Vor 20 Jahren, noch dazu „in dienstlicher Mission“, ist doch ein wenig dürftig und auch „ehemalige Polizisten“ hätten das verbriefte Recht auf Erkenntniszuwachs. Obwohl sich das vielleicht in seinem Stand nicht wirklich ziemt. Zu schade aber auch, dass sich kein arbeitloser Wissenschaftstheoretiker für den Job des Innenministers in Rheinland-Pfalz gefunden hat. Statt ein dienstlich missionarisches Dogma aufzustellen, würde sich da an die Kunst der Falsifikation gewagt.
Was interessiert, was Herrn Karl Peter Bruch „keiner erzählen kann“? Das Waffendepot der Ignoranz ist vielfältig. Man kann nicht fragen, man kann nicht zuhören und wenn alles nicht hilft, wäre vielleicht gleichzeitiges Zuhalten beider Ohren angesagt.

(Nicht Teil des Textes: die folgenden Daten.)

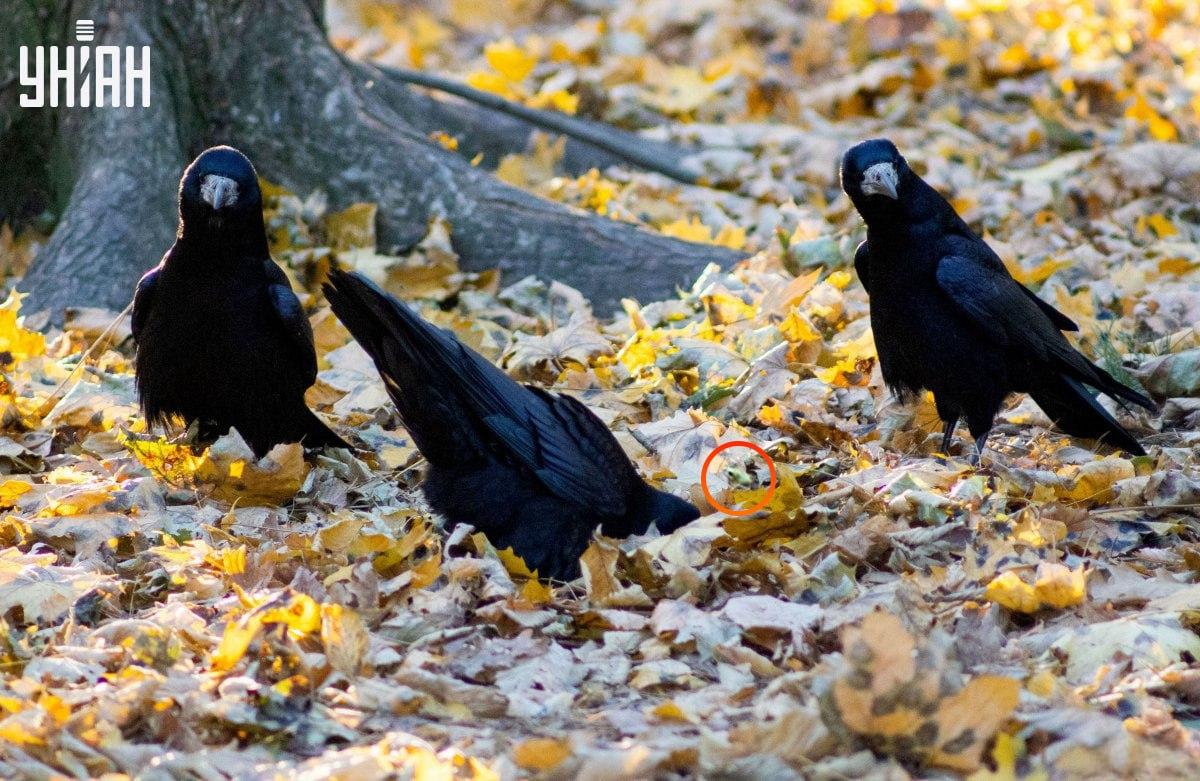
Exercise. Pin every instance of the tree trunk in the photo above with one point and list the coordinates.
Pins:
(262, 76)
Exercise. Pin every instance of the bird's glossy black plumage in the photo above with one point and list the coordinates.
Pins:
(949, 318)
(533, 470)
(221, 337)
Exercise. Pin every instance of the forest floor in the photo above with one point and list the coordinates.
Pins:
(887, 614)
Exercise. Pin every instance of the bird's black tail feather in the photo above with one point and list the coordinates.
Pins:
(1077, 412)
(403, 348)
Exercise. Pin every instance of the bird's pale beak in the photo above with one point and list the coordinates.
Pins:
(219, 191)
(881, 179)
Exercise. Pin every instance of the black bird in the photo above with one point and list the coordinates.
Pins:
(221, 336)
(948, 317)
(533, 470)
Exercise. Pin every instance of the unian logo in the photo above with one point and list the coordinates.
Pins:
(84, 76)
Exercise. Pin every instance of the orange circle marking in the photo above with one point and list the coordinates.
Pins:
(721, 508)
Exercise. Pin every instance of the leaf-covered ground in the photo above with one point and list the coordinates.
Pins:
(169, 613)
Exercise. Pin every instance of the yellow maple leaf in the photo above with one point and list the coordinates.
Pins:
(1009, 590)
(15, 338)
(509, 60)
(1059, 586)
(540, 754)
(558, 100)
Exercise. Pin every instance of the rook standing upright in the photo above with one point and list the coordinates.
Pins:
(221, 337)
(949, 318)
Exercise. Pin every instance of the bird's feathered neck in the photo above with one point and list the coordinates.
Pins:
(231, 241)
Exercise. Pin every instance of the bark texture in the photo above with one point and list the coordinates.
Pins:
(261, 74)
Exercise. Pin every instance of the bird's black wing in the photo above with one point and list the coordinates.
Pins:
(143, 300)
(562, 443)
(994, 302)
(592, 444)
(863, 265)
(966, 244)
(286, 306)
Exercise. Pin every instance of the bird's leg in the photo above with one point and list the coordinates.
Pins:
(948, 434)
(981, 445)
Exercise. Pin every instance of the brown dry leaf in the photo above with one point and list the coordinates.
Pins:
(892, 696)
(346, 638)
(579, 341)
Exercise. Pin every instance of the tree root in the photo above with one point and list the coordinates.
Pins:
(312, 120)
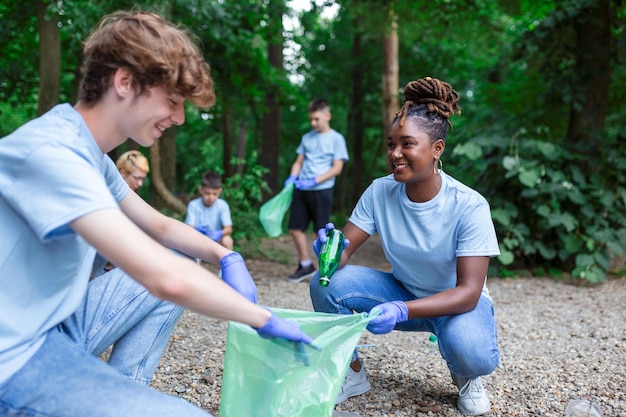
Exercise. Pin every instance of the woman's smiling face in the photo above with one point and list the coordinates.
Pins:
(410, 153)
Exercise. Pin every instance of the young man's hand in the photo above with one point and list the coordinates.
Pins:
(279, 328)
(387, 316)
(236, 274)
(305, 183)
(290, 180)
(202, 229)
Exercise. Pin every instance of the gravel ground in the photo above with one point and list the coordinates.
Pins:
(559, 341)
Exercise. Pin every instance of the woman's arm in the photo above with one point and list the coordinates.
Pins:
(471, 274)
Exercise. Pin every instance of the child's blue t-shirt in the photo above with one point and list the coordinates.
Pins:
(215, 217)
(320, 150)
(422, 241)
(51, 173)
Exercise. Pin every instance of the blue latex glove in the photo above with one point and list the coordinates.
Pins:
(322, 238)
(305, 183)
(388, 315)
(278, 328)
(202, 229)
(290, 180)
(215, 235)
(235, 274)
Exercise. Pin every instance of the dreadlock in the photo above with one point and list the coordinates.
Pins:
(431, 103)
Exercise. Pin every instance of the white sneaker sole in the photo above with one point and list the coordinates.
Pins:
(354, 391)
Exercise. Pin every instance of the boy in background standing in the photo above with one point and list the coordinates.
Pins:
(321, 155)
(134, 167)
(209, 214)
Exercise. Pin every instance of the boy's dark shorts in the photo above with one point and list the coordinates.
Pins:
(308, 206)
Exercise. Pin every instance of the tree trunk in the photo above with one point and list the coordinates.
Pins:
(242, 139)
(161, 172)
(270, 138)
(49, 59)
(390, 81)
(356, 125)
(593, 72)
(227, 136)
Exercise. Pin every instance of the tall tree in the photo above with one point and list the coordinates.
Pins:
(593, 73)
(49, 57)
(270, 135)
(391, 68)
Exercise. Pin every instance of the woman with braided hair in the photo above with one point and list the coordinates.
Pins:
(438, 236)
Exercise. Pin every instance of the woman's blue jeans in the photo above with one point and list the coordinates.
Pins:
(65, 378)
(467, 342)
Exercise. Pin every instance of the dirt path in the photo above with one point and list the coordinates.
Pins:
(558, 342)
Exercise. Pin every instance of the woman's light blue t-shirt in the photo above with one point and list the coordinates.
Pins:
(423, 240)
(51, 173)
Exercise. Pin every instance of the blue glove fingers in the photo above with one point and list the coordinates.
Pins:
(305, 183)
(301, 355)
(201, 229)
(215, 235)
(387, 316)
(235, 274)
(290, 180)
(277, 328)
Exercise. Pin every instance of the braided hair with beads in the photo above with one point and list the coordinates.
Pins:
(430, 103)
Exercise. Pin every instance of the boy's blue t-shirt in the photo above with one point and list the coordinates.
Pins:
(51, 173)
(422, 241)
(215, 217)
(320, 150)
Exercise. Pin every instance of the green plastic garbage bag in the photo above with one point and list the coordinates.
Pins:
(264, 378)
(273, 211)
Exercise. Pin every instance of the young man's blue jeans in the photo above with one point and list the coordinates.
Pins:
(65, 378)
(467, 341)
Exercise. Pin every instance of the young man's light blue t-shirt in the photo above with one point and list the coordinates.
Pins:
(51, 173)
(215, 217)
(320, 150)
(423, 240)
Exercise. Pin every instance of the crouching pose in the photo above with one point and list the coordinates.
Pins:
(437, 235)
(62, 199)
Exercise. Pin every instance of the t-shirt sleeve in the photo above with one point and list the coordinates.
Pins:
(191, 214)
(363, 214)
(477, 234)
(57, 186)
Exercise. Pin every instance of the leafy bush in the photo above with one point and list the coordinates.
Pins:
(555, 207)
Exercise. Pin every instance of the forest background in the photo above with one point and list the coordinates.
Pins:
(543, 88)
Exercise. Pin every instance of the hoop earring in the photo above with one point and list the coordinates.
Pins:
(438, 169)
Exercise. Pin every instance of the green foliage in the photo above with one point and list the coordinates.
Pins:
(552, 206)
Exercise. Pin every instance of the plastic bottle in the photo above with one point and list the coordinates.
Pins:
(582, 408)
(330, 255)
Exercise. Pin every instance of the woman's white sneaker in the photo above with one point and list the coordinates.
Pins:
(473, 400)
(356, 383)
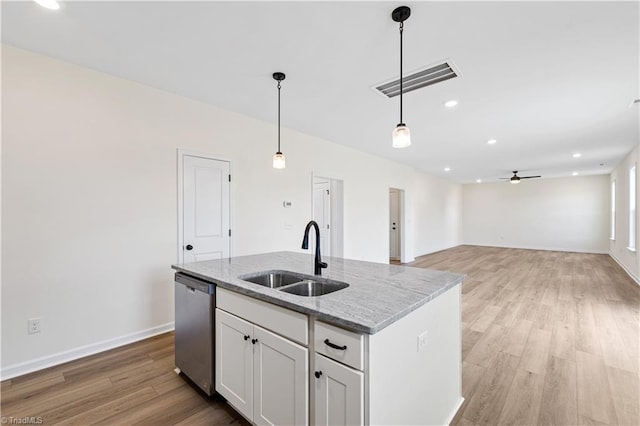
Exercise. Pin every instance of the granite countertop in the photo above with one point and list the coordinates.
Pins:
(377, 296)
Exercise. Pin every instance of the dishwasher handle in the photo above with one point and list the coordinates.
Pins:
(193, 283)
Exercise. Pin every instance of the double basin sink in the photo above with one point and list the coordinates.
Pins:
(294, 283)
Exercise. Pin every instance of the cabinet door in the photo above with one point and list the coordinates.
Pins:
(281, 381)
(234, 361)
(339, 393)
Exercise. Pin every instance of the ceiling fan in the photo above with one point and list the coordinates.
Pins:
(516, 179)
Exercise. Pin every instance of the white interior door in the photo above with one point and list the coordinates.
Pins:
(394, 224)
(205, 214)
(322, 214)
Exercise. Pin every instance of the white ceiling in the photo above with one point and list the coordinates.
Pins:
(546, 79)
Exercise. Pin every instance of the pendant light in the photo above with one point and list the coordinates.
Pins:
(279, 162)
(401, 135)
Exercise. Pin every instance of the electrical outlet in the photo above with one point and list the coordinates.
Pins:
(422, 341)
(33, 325)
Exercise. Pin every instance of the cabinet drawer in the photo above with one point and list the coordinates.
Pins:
(283, 321)
(326, 335)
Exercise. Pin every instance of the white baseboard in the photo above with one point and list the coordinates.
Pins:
(570, 250)
(22, 368)
(455, 411)
(631, 274)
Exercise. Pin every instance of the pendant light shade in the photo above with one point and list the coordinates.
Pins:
(401, 136)
(279, 160)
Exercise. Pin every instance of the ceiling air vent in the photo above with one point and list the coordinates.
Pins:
(416, 80)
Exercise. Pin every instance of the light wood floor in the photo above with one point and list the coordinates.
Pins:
(131, 385)
(549, 338)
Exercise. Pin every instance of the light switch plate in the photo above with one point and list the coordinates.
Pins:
(422, 341)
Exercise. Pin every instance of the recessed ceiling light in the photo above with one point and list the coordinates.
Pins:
(49, 4)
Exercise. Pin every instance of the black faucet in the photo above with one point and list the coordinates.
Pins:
(319, 264)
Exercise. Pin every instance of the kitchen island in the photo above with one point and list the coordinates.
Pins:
(384, 350)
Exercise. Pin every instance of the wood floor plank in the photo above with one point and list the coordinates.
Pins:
(489, 397)
(110, 408)
(594, 398)
(625, 390)
(487, 347)
(559, 405)
(563, 341)
(516, 338)
(522, 405)
(536, 351)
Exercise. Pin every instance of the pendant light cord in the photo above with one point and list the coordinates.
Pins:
(278, 116)
(401, 28)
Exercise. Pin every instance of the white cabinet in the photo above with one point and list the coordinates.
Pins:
(234, 361)
(339, 393)
(388, 378)
(263, 375)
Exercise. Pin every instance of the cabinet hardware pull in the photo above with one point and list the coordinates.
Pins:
(334, 346)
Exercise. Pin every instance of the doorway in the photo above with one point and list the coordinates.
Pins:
(396, 200)
(204, 230)
(327, 211)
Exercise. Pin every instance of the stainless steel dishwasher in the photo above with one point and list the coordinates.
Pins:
(194, 330)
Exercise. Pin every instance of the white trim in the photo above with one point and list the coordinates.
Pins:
(181, 152)
(22, 368)
(570, 250)
(455, 411)
(631, 274)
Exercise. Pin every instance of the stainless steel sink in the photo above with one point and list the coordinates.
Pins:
(312, 288)
(273, 279)
(294, 283)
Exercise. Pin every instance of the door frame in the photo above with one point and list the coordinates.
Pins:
(401, 224)
(181, 153)
(339, 203)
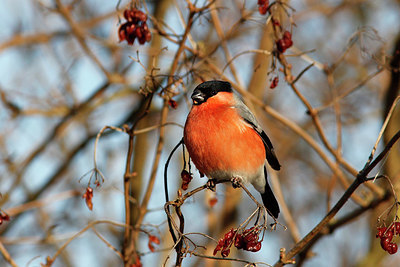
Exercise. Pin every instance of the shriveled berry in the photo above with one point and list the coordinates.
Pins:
(397, 227)
(392, 248)
(381, 231)
(225, 252)
(385, 243)
(239, 242)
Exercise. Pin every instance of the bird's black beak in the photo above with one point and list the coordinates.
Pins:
(198, 97)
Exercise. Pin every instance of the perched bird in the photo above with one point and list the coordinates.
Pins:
(225, 141)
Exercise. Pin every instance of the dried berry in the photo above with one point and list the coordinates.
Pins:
(274, 82)
(88, 195)
(172, 103)
(212, 201)
(134, 27)
(381, 231)
(285, 42)
(153, 240)
(263, 6)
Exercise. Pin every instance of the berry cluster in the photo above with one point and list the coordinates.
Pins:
(135, 27)
(248, 240)
(285, 42)
(4, 217)
(88, 195)
(186, 178)
(263, 6)
(386, 235)
(173, 104)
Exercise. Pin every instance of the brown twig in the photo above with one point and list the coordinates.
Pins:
(7, 255)
(360, 179)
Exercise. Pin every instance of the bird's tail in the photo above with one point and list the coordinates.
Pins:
(269, 200)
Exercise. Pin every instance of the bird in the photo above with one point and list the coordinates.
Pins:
(225, 141)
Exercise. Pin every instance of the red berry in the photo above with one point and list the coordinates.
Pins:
(225, 252)
(397, 227)
(239, 241)
(385, 243)
(230, 234)
(274, 82)
(381, 231)
(393, 248)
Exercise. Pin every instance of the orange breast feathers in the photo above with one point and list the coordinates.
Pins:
(218, 139)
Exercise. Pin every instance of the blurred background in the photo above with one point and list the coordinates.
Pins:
(65, 74)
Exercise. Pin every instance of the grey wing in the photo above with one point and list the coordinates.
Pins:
(249, 117)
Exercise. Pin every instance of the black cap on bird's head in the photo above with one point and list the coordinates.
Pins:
(208, 89)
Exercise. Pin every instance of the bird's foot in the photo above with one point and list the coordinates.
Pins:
(211, 184)
(236, 182)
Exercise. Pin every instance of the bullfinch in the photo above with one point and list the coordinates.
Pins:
(225, 141)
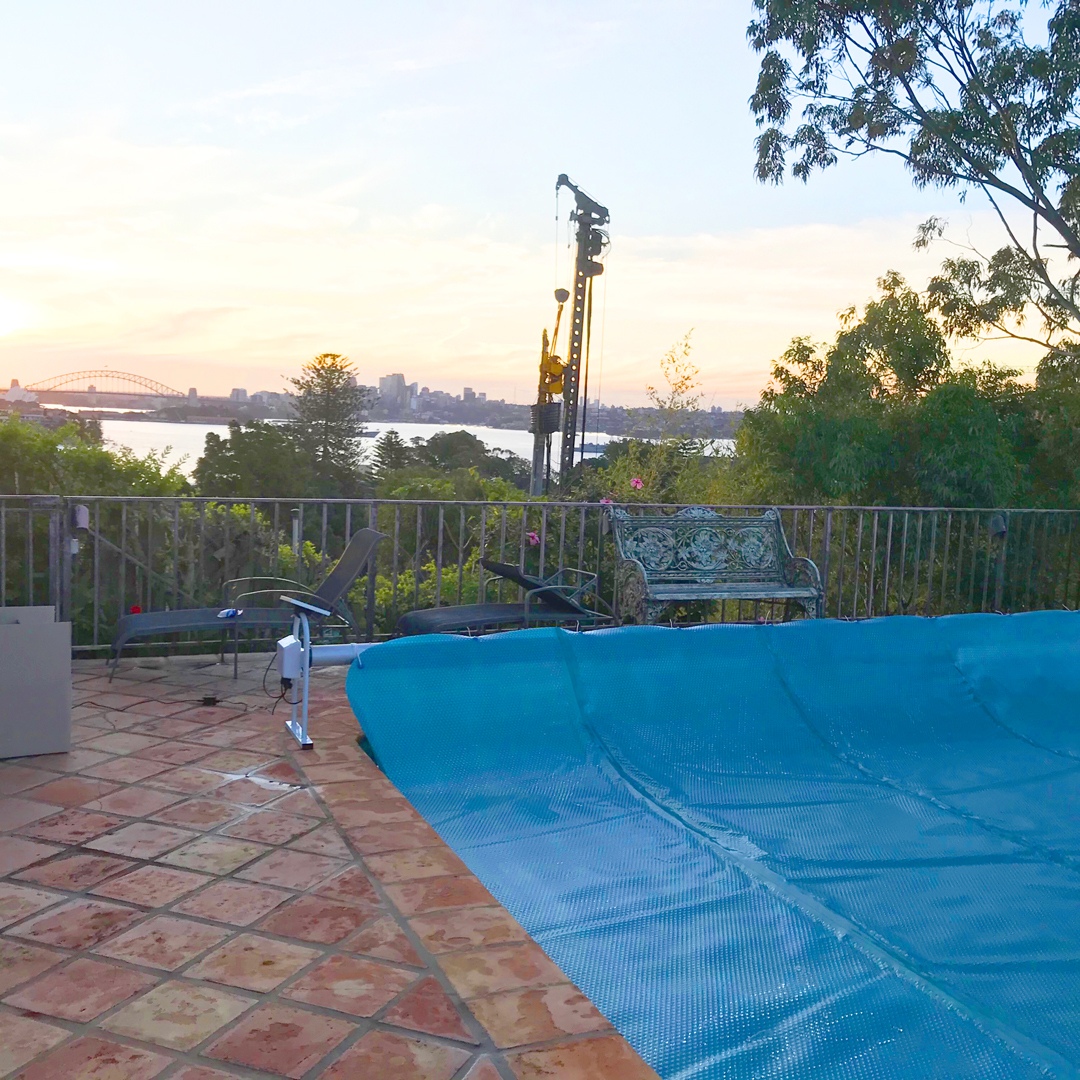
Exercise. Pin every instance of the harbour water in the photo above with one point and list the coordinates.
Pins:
(183, 443)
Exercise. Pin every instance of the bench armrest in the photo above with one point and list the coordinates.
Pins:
(570, 592)
(258, 583)
(340, 609)
(583, 581)
(802, 571)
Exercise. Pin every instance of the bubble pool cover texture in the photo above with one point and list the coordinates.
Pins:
(822, 849)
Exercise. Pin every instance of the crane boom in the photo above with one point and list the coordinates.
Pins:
(590, 217)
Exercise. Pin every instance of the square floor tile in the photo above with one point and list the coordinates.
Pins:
(413, 865)
(467, 928)
(396, 1057)
(122, 742)
(234, 761)
(215, 854)
(350, 984)
(125, 770)
(134, 801)
(385, 939)
(292, 869)
(151, 886)
(352, 887)
(71, 761)
(142, 840)
(283, 772)
(71, 826)
(75, 873)
(428, 1009)
(269, 826)
(372, 839)
(187, 781)
(21, 962)
(18, 813)
(15, 853)
(237, 903)
(316, 919)
(72, 791)
(500, 968)
(201, 1072)
(484, 1069)
(253, 962)
(606, 1057)
(521, 1017)
(93, 1058)
(174, 753)
(23, 1038)
(18, 902)
(277, 1038)
(301, 802)
(325, 840)
(433, 894)
(200, 814)
(77, 926)
(178, 1015)
(18, 778)
(253, 792)
(163, 942)
(80, 990)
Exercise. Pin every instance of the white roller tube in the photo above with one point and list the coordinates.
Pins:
(296, 657)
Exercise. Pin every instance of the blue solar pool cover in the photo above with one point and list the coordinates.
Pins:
(821, 849)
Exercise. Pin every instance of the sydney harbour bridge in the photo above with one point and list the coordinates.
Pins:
(105, 387)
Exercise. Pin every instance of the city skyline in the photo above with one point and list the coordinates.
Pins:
(212, 196)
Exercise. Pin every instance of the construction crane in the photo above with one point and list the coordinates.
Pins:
(570, 376)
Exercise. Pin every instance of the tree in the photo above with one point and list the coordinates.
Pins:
(880, 417)
(954, 89)
(72, 461)
(390, 454)
(257, 460)
(682, 396)
(329, 407)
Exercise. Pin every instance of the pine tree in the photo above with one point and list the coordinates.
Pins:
(329, 407)
(390, 454)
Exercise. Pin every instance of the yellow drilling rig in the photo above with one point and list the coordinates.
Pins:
(566, 378)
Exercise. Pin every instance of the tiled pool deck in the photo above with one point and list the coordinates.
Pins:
(188, 895)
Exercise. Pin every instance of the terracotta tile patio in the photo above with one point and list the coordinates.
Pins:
(188, 895)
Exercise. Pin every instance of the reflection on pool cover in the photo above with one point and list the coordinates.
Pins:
(822, 849)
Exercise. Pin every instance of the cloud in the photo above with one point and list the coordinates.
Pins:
(198, 265)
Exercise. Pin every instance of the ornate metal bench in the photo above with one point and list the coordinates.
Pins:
(700, 555)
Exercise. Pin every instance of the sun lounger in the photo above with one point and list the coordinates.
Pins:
(241, 593)
(547, 602)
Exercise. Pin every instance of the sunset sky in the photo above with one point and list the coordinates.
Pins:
(207, 193)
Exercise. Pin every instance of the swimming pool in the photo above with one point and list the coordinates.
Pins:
(821, 849)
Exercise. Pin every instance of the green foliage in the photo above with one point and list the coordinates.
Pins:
(329, 407)
(257, 460)
(956, 91)
(390, 454)
(70, 460)
(881, 417)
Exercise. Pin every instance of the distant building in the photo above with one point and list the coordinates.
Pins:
(16, 393)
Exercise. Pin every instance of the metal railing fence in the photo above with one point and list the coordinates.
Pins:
(154, 553)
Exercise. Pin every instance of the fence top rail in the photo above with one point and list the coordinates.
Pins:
(53, 501)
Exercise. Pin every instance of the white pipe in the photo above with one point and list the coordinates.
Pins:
(332, 656)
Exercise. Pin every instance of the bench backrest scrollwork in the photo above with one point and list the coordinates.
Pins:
(699, 545)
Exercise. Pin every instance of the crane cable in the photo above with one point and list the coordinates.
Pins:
(599, 374)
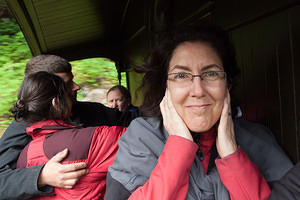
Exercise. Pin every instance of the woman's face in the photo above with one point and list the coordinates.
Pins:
(198, 102)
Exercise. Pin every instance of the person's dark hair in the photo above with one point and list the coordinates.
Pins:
(48, 63)
(35, 98)
(157, 63)
(124, 91)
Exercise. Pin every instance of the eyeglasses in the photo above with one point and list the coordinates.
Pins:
(208, 77)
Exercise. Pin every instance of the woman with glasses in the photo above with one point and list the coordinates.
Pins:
(189, 146)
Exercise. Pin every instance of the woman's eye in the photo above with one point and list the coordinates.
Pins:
(212, 74)
(181, 76)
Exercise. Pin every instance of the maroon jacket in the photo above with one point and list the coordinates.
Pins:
(96, 146)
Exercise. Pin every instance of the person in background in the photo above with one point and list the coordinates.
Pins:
(118, 97)
(40, 180)
(45, 101)
(189, 145)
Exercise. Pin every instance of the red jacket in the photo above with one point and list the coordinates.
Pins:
(239, 175)
(96, 146)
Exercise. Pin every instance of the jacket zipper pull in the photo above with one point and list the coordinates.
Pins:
(200, 154)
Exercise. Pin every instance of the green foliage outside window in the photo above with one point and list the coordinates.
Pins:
(14, 53)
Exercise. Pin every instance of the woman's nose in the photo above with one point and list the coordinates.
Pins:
(197, 87)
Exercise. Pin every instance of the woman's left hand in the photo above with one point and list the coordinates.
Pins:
(225, 142)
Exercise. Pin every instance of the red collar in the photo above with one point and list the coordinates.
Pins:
(47, 127)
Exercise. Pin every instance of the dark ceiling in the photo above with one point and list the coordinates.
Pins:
(116, 29)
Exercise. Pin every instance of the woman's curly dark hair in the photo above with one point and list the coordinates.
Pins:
(156, 64)
(35, 98)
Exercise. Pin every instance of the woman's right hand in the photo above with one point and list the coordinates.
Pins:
(172, 121)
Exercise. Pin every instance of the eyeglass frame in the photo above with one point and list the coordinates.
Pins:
(199, 75)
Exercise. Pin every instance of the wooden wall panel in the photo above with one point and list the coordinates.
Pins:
(269, 88)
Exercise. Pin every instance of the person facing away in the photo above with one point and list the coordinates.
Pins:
(45, 101)
(188, 146)
(34, 181)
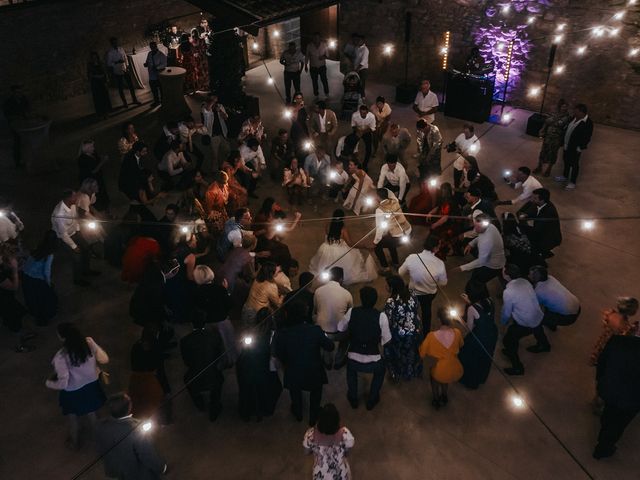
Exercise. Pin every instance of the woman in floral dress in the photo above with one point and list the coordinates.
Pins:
(401, 353)
(329, 443)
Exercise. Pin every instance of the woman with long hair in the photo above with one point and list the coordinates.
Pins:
(76, 377)
(329, 442)
(37, 287)
(98, 81)
(443, 345)
(401, 353)
(358, 266)
(476, 355)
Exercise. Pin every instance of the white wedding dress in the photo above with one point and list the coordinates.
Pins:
(356, 268)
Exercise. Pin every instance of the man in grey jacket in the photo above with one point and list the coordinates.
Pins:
(126, 445)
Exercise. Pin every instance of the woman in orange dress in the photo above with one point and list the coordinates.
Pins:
(216, 198)
(443, 345)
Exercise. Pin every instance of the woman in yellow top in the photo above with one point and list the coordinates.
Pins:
(443, 345)
(263, 294)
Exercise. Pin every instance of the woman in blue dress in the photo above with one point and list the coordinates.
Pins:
(476, 355)
(401, 353)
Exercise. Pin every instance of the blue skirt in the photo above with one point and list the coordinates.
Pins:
(85, 400)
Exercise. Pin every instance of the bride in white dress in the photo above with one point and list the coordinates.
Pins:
(358, 266)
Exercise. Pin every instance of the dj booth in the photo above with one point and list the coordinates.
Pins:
(468, 96)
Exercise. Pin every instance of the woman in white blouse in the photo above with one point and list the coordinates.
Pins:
(76, 376)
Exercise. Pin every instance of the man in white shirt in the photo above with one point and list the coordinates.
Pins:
(520, 306)
(425, 105)
(368, 332)
(330, 304)
(561, 307)
(525, 181)
(293, 61)
(491, 258)
(64, 221)
(365, 123)
(118, 64)
(317, 57)
(156, 62)
(361, 63)
(394, 177)
(426, 273)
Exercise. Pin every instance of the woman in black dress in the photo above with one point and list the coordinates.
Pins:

Karl Popper mag in Mainzer Fastnachtskreisen ob seines Familiennamens als Ballermann-DJ durchgehen. Meine Ermittlungen bestätigen aber ein völlig anderes Berufsbild. Jedenfalls eine spannende Herausforderung, die Aussage vom „absoluten Glückspiel“ zu verifizieren, vielleicht auch ein wenig zu validieren. Wenn der Mut dann reicht, wird als Dessert falsifiziert und spätestens dann würde die obige Aussage am unendlichen Müllberg der wertlosen Politikerzitate verwittern.
Schade, dass Gisela Kirschstein die in ihrem sonst wirklich gut geführten Interview nicht nachgefragt hat. Vielleicht war es einfach die Milde der so schönen und warmen Jahreszeit. Wäre ich an ihrer Stelle gewesen, hätte ich Innenminister Karl Peter Bruch nicht so ohne weiteres ziehen lassen. „Wenn Ihnen als „ehemaligem Polizisten“ keiner etwas erzählen kann, was müsste passieren, dass Sie Ihre Aussagen vom „absoluten Glückspiel“ neu überprüfen?“ Und schon wären wir in einer Diskussion. Nach platten Aussagen und verzichtbaren Reminiszenzen an dienstlichen Missionen wäre das immerhin ein Schritt in die richtige Richtung.
Götz Schrage
Dieser Artikel erschien auf PokerOlymp am 27.05.2008.